# Will Mystery snails escape the tank even with a lid?



## yogosans14 (Jul 14, 2014)

My lid has a opening in it for feeding and to put the filter and heater in it, will they still try and get out?


----------



## Kasablanca (Mar 15, 2012)

I just experienced this. I have a 20gal with a lid and I just changed filters from a waterfall type to an internal one as my tank is in my room and i couldnt stand the sound of the waterfall. I didnt think that opening was a big deal. Well 2 days later I couldnt find my snail. I thought maybe he was in the back hiding under the leaves where it gets dark (his favourite place). That night I was washing my floor and I noticed a shell on the ground near my power bar for the tank. Turns out he must have escaped. I felt so bad! Poor little guy. 

So I recommend covering it up!


----------



## kevinap2 (Apr 3, 2014)

IME, Mystery Snails will not go far above the water line except to lay eggs. Nerites on the other hand, are escape artists and will frequently escape even where there is the smallest hole. I once found one a good two feet away from my tank on my kitchen counter.


----------



## UpNorthChickadee (Aug 20, 2014)

Agree with above. Only my female mystery snails have ever left the water to either lay eggs or scout for a future place to lay them.
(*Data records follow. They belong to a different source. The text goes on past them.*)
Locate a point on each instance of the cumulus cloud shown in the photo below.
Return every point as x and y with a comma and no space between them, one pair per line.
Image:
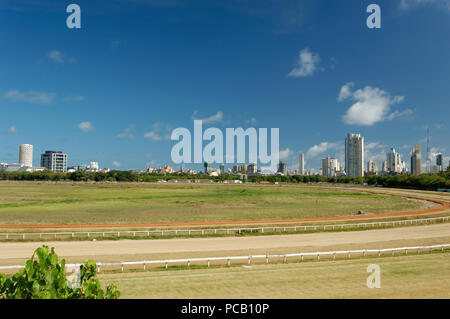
371,105
29,96
85,127
116,163
307,64
73,98
251,121
127,133
158,132
218,117
12,130
58,57
285,154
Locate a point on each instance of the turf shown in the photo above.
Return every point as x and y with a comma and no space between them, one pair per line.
69,203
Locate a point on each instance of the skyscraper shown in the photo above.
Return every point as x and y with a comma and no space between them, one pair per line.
354,155
394,161
54,161
301,167
26,155
330,166
282,168
372,168
416,160
439,161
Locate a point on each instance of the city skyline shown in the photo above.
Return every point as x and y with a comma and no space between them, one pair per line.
112,91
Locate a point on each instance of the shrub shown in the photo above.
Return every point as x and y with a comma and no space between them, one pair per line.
45,278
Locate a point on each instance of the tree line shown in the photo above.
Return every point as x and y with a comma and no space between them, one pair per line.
423,181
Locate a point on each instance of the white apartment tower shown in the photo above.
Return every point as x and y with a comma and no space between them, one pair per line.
354,155
394,161
302,164
372,167
26,155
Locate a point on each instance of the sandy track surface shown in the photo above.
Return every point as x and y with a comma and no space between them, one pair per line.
125,250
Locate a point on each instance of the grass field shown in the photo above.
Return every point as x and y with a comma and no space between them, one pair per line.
414,276
67,203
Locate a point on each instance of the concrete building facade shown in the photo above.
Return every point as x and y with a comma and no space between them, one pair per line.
354,155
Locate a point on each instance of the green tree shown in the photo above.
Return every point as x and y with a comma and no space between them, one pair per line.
45,278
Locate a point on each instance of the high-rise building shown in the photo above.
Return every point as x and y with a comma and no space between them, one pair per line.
26,155
302,164
330,166
394,161
416,160
354,155
282,168
54,161
252,168
440,161
208,168
384,169
372,168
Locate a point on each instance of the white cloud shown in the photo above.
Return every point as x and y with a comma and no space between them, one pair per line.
252,121
285,154
85,127
12,130
156,135
209,120
372,105
323,147
346,91
58,57
307,64
29,97
115,164
127,133
73,98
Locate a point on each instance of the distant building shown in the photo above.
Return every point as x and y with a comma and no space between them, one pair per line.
301,166
252,169
282,168
416,160
354,155
26,155
440,162
330,167
207,168
394,162
54,161
372,168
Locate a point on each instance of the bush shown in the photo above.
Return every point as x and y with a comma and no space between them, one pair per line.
45,279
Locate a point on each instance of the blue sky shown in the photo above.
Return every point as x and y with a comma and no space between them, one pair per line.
113,90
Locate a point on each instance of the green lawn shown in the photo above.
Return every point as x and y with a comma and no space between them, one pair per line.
66,203
414,276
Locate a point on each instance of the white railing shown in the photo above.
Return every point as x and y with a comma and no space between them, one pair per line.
249,258
216,231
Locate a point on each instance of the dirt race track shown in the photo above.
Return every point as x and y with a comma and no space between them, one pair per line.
129,250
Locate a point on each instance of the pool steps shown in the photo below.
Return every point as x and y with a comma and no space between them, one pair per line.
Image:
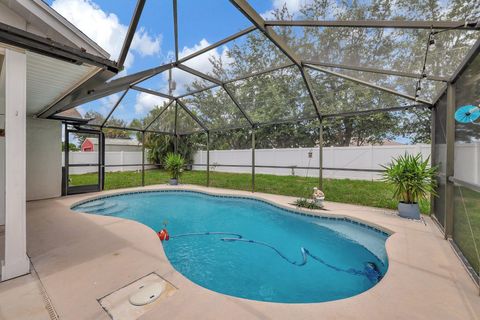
347,219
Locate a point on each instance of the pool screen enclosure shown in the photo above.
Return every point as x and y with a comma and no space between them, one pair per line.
328,61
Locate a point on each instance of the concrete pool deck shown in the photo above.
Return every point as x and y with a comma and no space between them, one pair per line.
80,258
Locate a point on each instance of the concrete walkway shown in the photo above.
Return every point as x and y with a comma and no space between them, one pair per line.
81,258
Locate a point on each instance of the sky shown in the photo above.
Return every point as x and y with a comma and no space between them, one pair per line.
201,23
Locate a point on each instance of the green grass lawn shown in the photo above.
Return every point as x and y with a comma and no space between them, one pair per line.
368,193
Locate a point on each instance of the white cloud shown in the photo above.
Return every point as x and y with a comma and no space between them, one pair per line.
200,63
145,102
293,7
106,30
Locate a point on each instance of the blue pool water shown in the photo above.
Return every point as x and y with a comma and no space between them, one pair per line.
251,249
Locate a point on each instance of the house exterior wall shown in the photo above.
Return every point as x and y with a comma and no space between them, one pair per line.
44,162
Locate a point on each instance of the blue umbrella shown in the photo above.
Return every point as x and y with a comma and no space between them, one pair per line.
467,114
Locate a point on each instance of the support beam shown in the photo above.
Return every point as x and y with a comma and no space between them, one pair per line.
244,7
365,112
101,158
143,159
374,70
130,32
94,91
175,134
253,159
320,156
397,24
154,93
450,158
16,262
208,159
175,27
194,117
199,74
368,84
433,160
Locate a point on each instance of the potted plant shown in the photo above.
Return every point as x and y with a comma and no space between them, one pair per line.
413,180
174,164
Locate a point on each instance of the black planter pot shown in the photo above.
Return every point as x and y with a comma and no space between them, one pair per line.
409,210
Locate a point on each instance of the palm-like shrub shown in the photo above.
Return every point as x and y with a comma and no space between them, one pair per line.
412,177
174,164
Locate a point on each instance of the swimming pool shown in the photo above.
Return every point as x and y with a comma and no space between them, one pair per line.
252,249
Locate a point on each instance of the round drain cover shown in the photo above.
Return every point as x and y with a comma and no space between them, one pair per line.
147,293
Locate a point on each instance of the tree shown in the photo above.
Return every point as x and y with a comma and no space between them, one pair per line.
281,95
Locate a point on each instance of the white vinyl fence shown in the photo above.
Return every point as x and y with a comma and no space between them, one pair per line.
298,160
122,161
366,158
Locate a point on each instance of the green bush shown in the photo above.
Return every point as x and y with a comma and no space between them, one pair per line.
305,203
174,164
411,177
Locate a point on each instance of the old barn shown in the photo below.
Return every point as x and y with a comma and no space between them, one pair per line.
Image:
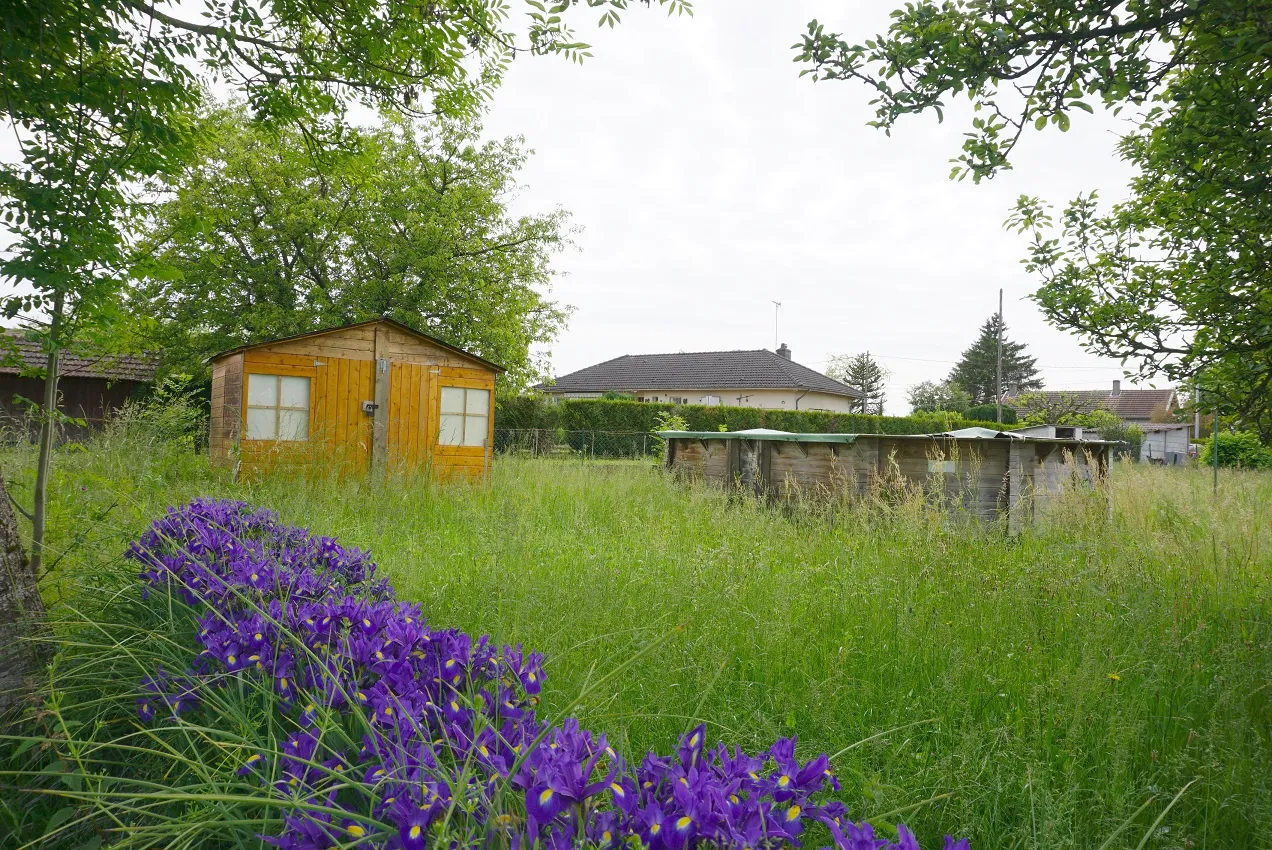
987,473
374,395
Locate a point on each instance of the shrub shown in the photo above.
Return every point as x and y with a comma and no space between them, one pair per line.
314,708
1240,449
641,418
667,421
990,414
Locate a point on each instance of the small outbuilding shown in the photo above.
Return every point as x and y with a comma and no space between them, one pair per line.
1165,443
374,395
988,473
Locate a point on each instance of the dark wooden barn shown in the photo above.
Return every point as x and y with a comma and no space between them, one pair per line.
90,388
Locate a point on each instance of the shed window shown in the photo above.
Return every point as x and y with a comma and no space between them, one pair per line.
277,407
464,416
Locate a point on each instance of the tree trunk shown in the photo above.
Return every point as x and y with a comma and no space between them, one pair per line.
22,611
47,429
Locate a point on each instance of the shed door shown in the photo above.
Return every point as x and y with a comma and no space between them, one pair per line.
408,425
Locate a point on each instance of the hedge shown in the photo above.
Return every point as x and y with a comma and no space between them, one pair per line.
635,416
990,414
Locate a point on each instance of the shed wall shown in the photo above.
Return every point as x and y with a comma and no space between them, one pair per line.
344,376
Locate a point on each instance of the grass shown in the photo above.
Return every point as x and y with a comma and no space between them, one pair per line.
1048,691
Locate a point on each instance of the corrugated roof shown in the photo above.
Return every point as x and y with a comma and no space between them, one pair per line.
786,437
405,328
760,369
79,364
1130,404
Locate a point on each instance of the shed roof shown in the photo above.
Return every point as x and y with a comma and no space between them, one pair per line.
405,328
758,369
22,355
788,437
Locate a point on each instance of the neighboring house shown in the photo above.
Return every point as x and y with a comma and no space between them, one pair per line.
757,378
375,393
1165,443
90,387
1132,406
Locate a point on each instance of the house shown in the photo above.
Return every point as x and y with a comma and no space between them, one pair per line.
375,395
92,384
978,471
758,378
1165,443
1132,406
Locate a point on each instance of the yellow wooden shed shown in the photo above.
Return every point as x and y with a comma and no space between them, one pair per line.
374,395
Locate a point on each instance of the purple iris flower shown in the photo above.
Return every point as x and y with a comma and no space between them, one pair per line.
438,710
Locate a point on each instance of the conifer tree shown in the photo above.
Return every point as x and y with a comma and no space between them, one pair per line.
861,372
977,369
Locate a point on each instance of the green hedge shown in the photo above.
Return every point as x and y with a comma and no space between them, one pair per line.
990,414
635,416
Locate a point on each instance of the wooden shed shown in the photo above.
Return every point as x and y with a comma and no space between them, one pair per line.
374,395
988,473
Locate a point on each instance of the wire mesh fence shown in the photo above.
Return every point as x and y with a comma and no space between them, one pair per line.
576,445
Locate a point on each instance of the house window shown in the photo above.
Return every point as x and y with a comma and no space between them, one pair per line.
277,407
464,416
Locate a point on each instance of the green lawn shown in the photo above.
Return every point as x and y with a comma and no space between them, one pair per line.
1034,692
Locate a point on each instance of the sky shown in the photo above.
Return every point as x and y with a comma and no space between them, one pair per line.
709,180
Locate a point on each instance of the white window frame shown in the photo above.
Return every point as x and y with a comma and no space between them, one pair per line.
277,407
464,415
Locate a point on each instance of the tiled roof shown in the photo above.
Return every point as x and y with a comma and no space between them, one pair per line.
82,364
761,369
1130,404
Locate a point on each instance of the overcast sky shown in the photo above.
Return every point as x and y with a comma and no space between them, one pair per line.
710,180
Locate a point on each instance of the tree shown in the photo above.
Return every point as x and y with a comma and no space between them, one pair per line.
947,396
977,369
261,237
101,97
1174,279
861,372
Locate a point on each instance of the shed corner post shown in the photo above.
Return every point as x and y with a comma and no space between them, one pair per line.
380,415
1018,503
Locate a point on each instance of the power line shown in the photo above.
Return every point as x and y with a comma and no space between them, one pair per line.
888,356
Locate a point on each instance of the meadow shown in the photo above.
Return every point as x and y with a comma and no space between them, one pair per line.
1053,690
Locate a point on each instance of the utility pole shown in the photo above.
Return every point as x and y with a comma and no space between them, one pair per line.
997,388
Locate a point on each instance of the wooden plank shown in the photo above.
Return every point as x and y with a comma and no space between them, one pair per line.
266,358
412,415
380,393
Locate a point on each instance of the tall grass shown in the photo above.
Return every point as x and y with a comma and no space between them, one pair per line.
1050,690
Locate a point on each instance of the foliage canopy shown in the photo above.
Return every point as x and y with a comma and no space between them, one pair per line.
1174,279
262,237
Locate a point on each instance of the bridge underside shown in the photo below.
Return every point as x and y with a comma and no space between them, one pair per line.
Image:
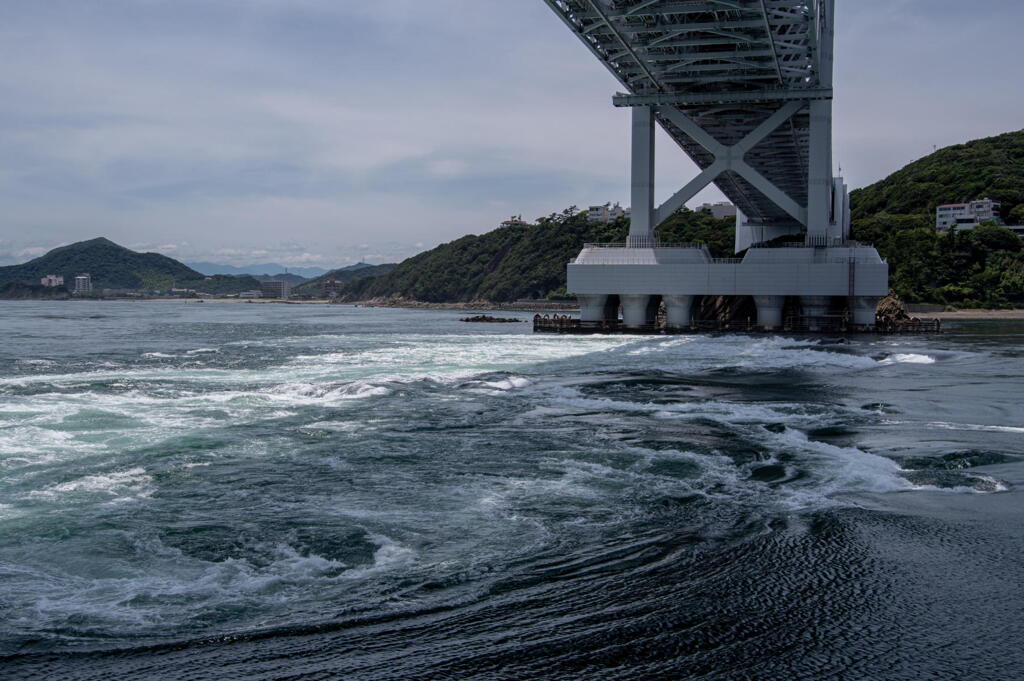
744,88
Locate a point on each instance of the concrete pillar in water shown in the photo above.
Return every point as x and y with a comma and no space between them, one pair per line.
815,306
592,307
678,311
863,309
635,310
770,310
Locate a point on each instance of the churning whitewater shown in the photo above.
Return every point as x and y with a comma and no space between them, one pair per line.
229,491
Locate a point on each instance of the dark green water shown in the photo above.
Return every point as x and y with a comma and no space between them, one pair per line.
273,492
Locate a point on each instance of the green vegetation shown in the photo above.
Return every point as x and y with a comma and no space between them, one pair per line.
980,267
983,267
344,274
114,266
519,262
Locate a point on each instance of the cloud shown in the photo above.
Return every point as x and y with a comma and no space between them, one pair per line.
301,128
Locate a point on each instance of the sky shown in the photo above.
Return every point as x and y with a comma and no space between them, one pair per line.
326,132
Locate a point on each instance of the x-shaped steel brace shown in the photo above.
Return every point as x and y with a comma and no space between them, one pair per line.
731,158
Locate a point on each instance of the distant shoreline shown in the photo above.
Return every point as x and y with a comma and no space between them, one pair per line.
977,314
539,306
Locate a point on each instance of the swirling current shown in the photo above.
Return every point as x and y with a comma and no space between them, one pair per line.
303,492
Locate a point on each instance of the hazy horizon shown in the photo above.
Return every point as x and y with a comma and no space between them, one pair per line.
314,133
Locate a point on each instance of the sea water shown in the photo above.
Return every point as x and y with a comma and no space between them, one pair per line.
301,492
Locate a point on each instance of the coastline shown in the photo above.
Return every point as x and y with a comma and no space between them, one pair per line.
527,306
978,314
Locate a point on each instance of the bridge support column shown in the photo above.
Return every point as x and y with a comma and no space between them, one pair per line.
863,309
814,306
636,311
642,218
592,307
770,310
678,310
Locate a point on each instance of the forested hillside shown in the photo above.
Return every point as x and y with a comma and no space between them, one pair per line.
114,266
349,273
513,263
981,267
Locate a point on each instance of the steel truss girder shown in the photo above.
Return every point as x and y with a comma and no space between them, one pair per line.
727,66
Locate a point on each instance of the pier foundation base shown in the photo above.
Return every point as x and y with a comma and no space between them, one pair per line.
770,310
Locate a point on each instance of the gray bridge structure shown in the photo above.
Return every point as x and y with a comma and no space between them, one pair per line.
744,88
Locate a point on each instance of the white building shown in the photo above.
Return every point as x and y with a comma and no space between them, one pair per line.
967,216
720,210
83,284
617,211
275,289
606,213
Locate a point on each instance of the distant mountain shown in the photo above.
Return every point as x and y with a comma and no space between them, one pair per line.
527,261
294,280
269,268
114,266
344,274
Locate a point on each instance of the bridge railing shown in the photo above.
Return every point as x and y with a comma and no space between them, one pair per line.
653,244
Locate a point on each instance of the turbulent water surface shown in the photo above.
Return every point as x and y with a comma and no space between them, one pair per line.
285,492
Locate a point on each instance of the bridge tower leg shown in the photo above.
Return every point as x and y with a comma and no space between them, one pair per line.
641,225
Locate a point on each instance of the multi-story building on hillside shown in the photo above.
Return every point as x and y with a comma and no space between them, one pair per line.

When they're laying eggs, they like to be completely out of the water. Leave at least 2 1/2" of space above the waterline for egg laying so they won't feel a need to go further up. They can also get eggbound if they don't have a place to lay them.


----------



## Aeon (Jul 15, 2014)

kevinap2 said:


> IME, Mystery Snails will not go far above the water line except to lay eggs. Nerites on the other hand, are escape artists and will frequently escape even where there is the smallest hole. I once found one a good two feet away from my tank on my kitchen counter.


looking for food????? lol


----------